China’s anti-corruption campaign has been going on for over two years now, ensnaring both “tigers” and flies.” But the details of its latest tiger catch, a top general, are truly arresting. The Financial Times:
When investigators searched the Beijing home of Xu Caihou, one of China’s highest-ranking army generals, they found so much cash and precious gems they needed a week to count it all and 12 trucks to haul it away.The cash was neatly stacked in boxes, each with the name of the soldier who had paid the bribe in exchange for promotion up the chain of command.
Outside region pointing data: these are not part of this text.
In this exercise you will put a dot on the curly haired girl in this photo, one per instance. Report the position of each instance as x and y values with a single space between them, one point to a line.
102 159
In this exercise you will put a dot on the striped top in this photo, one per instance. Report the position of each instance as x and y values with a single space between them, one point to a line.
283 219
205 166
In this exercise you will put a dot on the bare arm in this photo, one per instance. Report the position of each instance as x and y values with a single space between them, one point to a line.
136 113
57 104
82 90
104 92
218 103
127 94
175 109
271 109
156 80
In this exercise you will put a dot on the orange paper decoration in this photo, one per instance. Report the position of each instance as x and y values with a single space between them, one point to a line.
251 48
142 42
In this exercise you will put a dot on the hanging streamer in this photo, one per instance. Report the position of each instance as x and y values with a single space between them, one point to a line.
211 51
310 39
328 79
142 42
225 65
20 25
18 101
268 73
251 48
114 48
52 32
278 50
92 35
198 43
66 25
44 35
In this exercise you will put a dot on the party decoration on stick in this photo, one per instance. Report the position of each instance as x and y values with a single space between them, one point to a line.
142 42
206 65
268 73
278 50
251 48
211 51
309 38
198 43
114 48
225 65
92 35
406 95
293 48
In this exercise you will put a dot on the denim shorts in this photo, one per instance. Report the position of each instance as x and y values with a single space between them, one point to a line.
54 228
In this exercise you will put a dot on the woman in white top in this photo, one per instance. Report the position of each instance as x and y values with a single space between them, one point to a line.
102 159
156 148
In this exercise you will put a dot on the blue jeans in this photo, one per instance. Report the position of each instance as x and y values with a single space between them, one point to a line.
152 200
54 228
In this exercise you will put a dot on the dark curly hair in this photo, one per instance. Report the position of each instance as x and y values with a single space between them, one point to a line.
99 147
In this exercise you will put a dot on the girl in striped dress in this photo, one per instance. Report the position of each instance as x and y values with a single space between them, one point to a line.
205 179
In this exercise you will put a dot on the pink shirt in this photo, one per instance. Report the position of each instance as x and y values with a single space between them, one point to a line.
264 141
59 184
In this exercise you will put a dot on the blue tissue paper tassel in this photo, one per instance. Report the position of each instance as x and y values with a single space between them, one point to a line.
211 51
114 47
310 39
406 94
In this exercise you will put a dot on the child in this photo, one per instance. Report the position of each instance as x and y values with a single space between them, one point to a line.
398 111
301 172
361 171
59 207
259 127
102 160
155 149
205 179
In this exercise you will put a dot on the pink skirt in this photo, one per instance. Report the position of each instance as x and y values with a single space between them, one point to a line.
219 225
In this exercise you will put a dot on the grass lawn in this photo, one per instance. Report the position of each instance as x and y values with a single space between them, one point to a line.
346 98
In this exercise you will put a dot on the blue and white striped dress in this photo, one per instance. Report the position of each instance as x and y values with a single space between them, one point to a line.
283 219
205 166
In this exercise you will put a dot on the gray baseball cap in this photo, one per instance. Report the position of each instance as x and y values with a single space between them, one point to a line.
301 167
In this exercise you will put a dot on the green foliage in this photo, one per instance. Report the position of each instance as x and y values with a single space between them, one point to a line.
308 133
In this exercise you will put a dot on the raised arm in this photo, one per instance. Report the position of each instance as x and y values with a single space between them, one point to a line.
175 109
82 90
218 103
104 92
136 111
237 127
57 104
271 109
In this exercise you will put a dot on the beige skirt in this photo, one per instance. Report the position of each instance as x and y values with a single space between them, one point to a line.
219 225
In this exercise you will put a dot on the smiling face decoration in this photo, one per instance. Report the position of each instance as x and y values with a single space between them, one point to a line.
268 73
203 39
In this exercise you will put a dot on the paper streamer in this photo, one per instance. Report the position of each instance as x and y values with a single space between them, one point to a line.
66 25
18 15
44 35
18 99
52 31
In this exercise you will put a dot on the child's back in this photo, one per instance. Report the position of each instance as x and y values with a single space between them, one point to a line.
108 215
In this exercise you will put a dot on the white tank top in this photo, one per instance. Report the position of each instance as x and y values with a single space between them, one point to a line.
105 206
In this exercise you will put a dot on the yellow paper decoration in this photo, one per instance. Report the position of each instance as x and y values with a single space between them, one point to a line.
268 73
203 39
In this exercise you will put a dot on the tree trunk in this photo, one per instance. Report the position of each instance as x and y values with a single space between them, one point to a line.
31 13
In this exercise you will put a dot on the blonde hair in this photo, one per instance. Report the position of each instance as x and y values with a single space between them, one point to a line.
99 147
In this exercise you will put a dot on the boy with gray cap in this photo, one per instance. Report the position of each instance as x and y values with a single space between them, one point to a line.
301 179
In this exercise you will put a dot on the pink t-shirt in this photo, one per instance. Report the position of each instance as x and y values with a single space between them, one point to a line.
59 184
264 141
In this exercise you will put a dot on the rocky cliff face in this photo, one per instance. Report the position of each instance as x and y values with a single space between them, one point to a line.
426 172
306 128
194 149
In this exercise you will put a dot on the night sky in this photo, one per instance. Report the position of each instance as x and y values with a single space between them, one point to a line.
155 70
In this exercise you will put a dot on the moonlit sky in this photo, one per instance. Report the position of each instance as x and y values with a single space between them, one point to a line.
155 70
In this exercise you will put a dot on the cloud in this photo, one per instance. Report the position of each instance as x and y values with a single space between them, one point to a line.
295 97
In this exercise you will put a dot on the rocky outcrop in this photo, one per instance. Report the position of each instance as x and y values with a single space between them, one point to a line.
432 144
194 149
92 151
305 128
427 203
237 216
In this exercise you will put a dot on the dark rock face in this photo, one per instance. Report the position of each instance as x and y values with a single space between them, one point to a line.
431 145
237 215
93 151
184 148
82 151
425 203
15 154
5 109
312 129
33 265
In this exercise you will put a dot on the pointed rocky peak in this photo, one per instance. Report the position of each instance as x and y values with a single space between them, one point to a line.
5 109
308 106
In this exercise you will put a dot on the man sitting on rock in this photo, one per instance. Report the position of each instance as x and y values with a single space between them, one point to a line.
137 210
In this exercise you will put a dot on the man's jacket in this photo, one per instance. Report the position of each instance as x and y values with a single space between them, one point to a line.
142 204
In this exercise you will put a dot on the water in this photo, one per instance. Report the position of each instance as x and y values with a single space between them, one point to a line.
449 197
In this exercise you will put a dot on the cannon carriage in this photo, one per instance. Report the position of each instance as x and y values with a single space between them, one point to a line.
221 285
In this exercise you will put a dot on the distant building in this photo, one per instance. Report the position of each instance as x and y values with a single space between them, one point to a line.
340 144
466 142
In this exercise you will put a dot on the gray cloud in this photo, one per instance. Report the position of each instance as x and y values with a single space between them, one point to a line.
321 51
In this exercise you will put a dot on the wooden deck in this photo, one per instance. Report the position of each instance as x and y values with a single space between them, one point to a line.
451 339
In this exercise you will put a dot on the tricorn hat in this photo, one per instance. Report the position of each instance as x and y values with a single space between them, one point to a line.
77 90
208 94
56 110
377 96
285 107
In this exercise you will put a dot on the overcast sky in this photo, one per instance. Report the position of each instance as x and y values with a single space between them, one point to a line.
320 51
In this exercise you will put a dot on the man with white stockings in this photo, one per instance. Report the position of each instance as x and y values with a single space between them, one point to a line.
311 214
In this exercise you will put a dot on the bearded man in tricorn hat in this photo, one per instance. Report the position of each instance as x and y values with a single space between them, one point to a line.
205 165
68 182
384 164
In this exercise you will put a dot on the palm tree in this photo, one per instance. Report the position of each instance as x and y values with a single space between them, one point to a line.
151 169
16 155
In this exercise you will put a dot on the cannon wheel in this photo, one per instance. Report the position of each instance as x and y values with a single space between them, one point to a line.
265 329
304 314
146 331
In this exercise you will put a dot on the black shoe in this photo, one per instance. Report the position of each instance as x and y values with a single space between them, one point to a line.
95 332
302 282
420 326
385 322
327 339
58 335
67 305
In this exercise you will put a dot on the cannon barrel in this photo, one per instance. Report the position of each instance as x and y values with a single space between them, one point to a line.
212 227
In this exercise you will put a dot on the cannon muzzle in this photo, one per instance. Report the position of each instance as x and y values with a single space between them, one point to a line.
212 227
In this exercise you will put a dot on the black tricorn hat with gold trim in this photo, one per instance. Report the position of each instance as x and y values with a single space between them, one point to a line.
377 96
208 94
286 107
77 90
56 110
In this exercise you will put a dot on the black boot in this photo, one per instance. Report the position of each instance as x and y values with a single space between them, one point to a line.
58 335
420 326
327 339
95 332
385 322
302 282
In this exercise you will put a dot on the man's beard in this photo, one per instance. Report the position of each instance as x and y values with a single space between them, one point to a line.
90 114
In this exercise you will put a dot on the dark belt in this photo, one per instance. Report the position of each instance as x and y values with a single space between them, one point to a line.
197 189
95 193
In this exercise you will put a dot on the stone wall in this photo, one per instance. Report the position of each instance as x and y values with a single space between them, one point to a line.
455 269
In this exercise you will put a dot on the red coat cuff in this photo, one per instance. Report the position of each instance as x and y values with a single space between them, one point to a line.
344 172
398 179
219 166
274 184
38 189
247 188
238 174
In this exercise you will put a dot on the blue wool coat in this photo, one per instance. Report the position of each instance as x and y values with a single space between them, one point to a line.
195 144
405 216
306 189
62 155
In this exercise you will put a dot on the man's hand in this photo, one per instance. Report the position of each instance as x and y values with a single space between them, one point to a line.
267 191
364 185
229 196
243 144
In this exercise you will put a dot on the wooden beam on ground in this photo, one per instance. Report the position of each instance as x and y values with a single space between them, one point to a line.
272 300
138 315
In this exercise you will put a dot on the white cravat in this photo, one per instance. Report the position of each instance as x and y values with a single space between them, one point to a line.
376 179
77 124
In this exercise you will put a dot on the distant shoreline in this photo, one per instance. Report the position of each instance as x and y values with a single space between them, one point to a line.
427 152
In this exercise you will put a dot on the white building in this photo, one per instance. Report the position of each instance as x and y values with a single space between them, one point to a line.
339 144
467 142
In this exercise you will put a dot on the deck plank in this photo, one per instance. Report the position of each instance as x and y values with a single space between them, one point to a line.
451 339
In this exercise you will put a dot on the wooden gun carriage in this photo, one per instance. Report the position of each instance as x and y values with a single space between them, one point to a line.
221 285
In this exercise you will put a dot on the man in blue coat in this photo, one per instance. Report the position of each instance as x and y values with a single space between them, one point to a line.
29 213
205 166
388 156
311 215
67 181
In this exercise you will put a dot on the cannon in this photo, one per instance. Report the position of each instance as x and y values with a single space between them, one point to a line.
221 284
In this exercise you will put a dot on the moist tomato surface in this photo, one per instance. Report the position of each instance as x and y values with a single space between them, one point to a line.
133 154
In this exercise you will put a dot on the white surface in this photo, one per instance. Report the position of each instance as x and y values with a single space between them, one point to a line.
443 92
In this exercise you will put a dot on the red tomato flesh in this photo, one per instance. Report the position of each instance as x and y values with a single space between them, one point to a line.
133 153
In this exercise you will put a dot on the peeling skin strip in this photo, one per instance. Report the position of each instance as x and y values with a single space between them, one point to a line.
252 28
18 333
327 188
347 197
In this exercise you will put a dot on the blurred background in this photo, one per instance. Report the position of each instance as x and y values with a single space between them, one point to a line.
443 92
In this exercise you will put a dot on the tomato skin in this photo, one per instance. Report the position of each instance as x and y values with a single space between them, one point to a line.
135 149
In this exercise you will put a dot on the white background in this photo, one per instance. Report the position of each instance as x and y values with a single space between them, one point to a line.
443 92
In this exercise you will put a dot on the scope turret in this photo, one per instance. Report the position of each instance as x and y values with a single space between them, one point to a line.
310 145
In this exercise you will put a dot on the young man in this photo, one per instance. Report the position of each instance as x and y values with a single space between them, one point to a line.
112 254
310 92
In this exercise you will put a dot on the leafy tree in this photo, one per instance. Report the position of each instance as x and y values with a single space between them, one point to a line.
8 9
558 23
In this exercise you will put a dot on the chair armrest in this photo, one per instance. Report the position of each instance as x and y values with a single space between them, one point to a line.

Many of the boxes, each containing millions of renminbi, had never been opened, said people familiar with the case.
Talk about a paper tiger!This isn’t the only recent case in China’s ongoing purge that includes eye-popping details. Reuters reported last week:
China’s anti-graft watchdog has discovered 37 kg (82 lbs) of gold, documents for 68 houses and 120 million yuan ($19.6 million) in cash in the home of a Communist Party official who is being investigated for corruption, state media said.The amount seized in the home of Ma Chaoqun, the former manager of the Beidaihe Water Supply Corporation, was so large that state news agency Xinhua called it “shocking”.The Central Commission for Discipline Inspection in Hebei has accused Ma of bribery, embezzlement, misappropriation of public funds, according to the Beijing News newspaper.
These cases of wretchedly excessive corruption play into Xi’s public narrative about the purge, because the Chinese people know how corrupt their government is, and do want to see it cleaned up. But this purge is designed to thin out the ranks of the powerful so that Xi has greater control over a leaner political machine. As flashy as these tigers are, and as amusing to read about, it is Xi’s rebalancing of power at the top that is the larger story.